By Matt Spetalnick
WASHINGTON (Reuters) - President Barack Obama will host Mitt Romney for a private lunch at the White House on Thursday, their first meeting since the Democratic incumbent defeated his Republican challenger in a bitterly fought election.
The encounter follows Obama's post-election promise to engage with the former Massachusetts governor and consider his ideas. It also comes amid Obama's efforts to work out with congressional leaders a way to avoid a looming "fiscal cliff" that could push the economy back into recession.
"Governor Romney will have a private lunch at the White House with President Obama in the private dining room," the White House announced on Wednesday, little more than three weeks after the November 6 election.
The talks will be a chance for Obama to look bipartisan at a time when he needs Republican cooperation in Congress, and for Romney to start rebuilding his political stature after leading his party to a disappointing election outcome.
The meeting will be sandwiched between a series of events this week in which Obama is making his case to Americans to raise taxes on wealthy Americans while extending tax cuts for the middle class - an approach that his former Republican rival strongly opposed during the campaign.
Obama's Democrats and their Republican foes remain deadlocked over dramatic, year-end tax increases and spending cuts known as the fiscal cliff.
Fresh from his election win, Obama sought in his victory speech to show a willingness to reach across the political aisle when he offered to meet Romney "to talk about where we can work together to move this country forward."
Obama's aides contacted Romney's camp shortly afterward.
Their only encounters during the campaign - a series of three nationally televised debates - were fraught with tension, with the candidates exhibiting little personal chemistry.
ROLE FOR ROMNEY?
Despite that, Obama told a November 14 news conference he could envision a future role in public service for Romney, though he had no specific "assignment" for him.
White House spokesman Jay Carney mentioned Romney's management skills, demonstrated in his running of the 2002 Salt Lake City Olympics, and said Obama looked forward to discussing, among a variety of issues, the president's "interest in making the federal government more efficient."

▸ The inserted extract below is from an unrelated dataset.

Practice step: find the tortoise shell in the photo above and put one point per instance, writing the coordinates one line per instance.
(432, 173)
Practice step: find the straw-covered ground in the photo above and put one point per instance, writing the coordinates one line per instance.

Obama earlier this year asked Congress for powers to carry out a major overhaul that would merge six trade and business agencies, a move that could ultimately unravel the sprawling Commerce Department.
Romney, in a conference call with donors after the election, was widely reported to have said that Obama won by using targeted initiatives to reward specific constituencies, including African-Americans, Latinos and young people.
Some of Romney's fellow Republicans, eager to regroup after their disappointing election outcome, disavowed his comments.
When they sit down together, the event will be closed to the media. "We're going to let the two men who spent a great deal of time in public eye over the course of the past year, both of them, have a private lunch together," Carney said.
While in Washington, Romney will also meet with his former vice presidential running mate, U.S. Rep. Paul Ryan of Wisconsin, according to a Ryan aide.
Obama, who won a decisive victory after a bruising campaign, had sought to depict Romney as out of touch with ordinary Americans and intent on shielding the rich from higher taxes.
Romney had accused Obama of failed economic policies and wasteful spending to promote big government.